Bundesverwaltungsgericht
Urt. v. 02.06.1965, Az.: BverwG V C 147.63
Gewährung von Ausbildungshilfe nach dem Lastenausgleichsgesetz (LAG); Neuberechnung der Ausbildungshilfe ; Rückforderungen von überzahlten Beträgen der Ausbildungshilfe; Überprüfung der rechnerischen Grundlagen für die Ausbildungshilfe
Bibliographie
- Gericht
- BVerwG
- Datum
- 02.06.1965
- Aktenzeichen
- BverwG V C 147.63
- Entscheidungsform
- Urteil
- Referenz
- WKRS 1965, 14444
- Entscheidungsname
- [keine Angabe]
- ECLI
- [keine Angabe]
Verfahrensgang
- vorgehend
- VG Freiburg - 23.02.1962 - AZ: VS II 65/61
Rechtsgrundlage
Fundstellen
- BLA 1966, 78
- ZLA 1965, 361
Amtlicher Leitsatz
Erfolgt die Bewilligung von Ausbildungshilfe auf Grund einer Schätzung der Einkommensentwicklung in dem Bewilligungszeitraum, so ist die Behörde verpflichtet, im Falle der Weiterbewilligung klarzustellen, ob mit Rücksicht auf das tatsächliche Einkommen in dem abgelaufenen Bewilligungszeitraum Rückforderungsansprüche geltend gemacht werden. Die Verletzung dieser Verpflichtung ist bei der Abwicklung des gesamten Leistungsverhältnisses nach Ermessen der Behörde zu berücksichtigen.
In der Verwaltungsstreitsache
hat der V. Senat des Bundesverwaltungsgerichts
auf die mündliche Verhandlung vom 2. Juni 1965
durch
den Senatspräsidenten Dr. Elsner und
die Bundesrichter Kohlbrügge, Dr. Wolf, Dr. Gützkow und Dr. Rösgen
für Recht erkannt:
Tenor:
In Abänderung des Urteils des Verwaltungsgerichts Freiburg i.Br. vom 23. Februar 1962 werden die Bescheide des Beklagten vom 6. September 1960 und des Beschwerdeausschusses beim Regierungspräsidium Südbaden vom 9. März 1961 in vollem Umfange aufgehoben. Der Beklagte wird verpflichtet, im Falle der Neubescheidung die Rechtsauffassung des Bundesverwaltungsgerichts zu beachten insoweit, als von dem Kläger ein Betrag von 3.166,99 DM zurückverlangt wird.
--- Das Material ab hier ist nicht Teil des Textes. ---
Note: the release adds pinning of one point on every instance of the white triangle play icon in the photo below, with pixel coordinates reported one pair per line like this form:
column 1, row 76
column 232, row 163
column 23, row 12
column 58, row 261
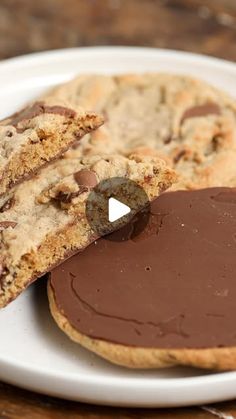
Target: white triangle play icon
column 116, row 210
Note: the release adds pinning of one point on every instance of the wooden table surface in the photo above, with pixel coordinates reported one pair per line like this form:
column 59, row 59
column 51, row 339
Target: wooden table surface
column 204, row 26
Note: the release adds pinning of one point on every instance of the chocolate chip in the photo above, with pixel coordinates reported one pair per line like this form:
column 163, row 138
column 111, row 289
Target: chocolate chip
column 8, row 205
column 66, row 197
column 39, row 108
column 201, row 110
column 168, row 140
column 9, row 134
column 179, row 156
column 86, row 177
column 5, row 224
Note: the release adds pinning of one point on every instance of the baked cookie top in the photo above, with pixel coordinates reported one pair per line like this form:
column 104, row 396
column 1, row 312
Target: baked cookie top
column 188, row 122
column 37, row 134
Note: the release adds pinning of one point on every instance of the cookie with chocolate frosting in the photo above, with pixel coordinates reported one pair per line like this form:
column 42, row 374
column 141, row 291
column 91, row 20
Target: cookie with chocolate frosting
column 37, row 134
column 188, row 122
column 43, row 220
column 165, row 297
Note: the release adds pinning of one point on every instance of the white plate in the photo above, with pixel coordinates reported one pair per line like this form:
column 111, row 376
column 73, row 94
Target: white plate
column 34, row 354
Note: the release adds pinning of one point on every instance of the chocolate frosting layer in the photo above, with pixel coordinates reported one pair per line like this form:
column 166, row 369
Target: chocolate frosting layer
column 173, row 286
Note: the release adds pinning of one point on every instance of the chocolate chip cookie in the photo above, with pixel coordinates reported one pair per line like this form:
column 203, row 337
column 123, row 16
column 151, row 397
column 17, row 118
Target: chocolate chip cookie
column 38, row 134
column 43, row 220
column 188, row 122
column 165, row 297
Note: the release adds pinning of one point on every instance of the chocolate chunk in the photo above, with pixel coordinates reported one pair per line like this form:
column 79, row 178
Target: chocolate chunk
column 179, row 156
column 7, row 205
column 86, row 177
column 175, row 284
column 39, row 108
column 201, row 110
column 6, row 224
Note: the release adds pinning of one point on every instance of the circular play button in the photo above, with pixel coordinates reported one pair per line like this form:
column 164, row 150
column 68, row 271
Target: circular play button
column 113, row 203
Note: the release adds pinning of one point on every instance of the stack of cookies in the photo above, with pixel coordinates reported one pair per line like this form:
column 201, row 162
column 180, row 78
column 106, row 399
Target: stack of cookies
column 162, row 297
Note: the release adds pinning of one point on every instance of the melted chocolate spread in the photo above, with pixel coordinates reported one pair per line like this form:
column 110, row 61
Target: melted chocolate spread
column 173, row 286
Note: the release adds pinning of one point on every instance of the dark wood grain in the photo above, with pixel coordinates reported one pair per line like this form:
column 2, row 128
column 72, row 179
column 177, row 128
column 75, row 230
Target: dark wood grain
column 204, row 26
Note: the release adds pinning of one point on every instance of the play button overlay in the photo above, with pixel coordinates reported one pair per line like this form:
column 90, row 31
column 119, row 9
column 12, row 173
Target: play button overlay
column 116, row 210
column 113, row 203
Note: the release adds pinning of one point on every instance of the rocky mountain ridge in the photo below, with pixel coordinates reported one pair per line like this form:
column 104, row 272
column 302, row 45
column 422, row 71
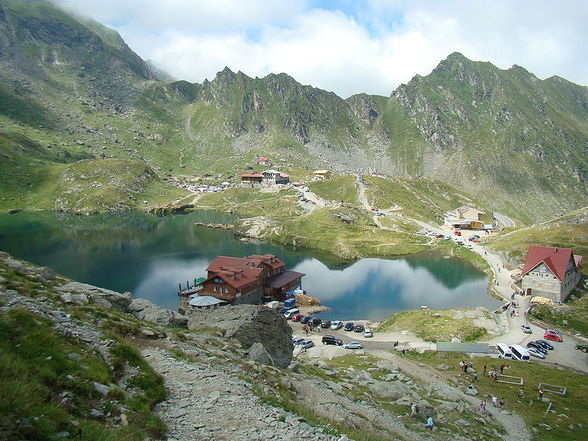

Der Beklagte trägt die Kosten des Verfahrens.
Gründe
I.
Der Kläger hat in der Zeit vom 1. April 1953 bis zum 31. März 1958 für fünf seiner sieben Kinder Ausbildungshilfe nach dem Lastenausgleichsgesetz erhalten. Mit Bescheiden vom 23. Dezember 1959 stellte das Ausgleichsamt eine Überzahlung fest und forderte an Ausbildungshilfe zurück für den Sohn Diethelm 741,- DM, für die Tochter H. 1.499,60 DM, für die Tochter E. 3.719,50 DM, für die Tochter S. 2.939,60 DM und für den Sohn W. 1.119,- DM. Nachdem der Ausgleichsausschuß am 15. August 1960 eine Neuberechnung angeordnet hatte, wurden mit Bescheid vom 6. September 1960 die ergangenen Bescheide dahin abgeändert, daß der Rückforderungsbetrag auf insgesamt 7.631,91 DM festgesetzt wurde. Die Beschwerde des Klägers ist mit Bescheid vom 9. März 1961 zurückgewiesen worden.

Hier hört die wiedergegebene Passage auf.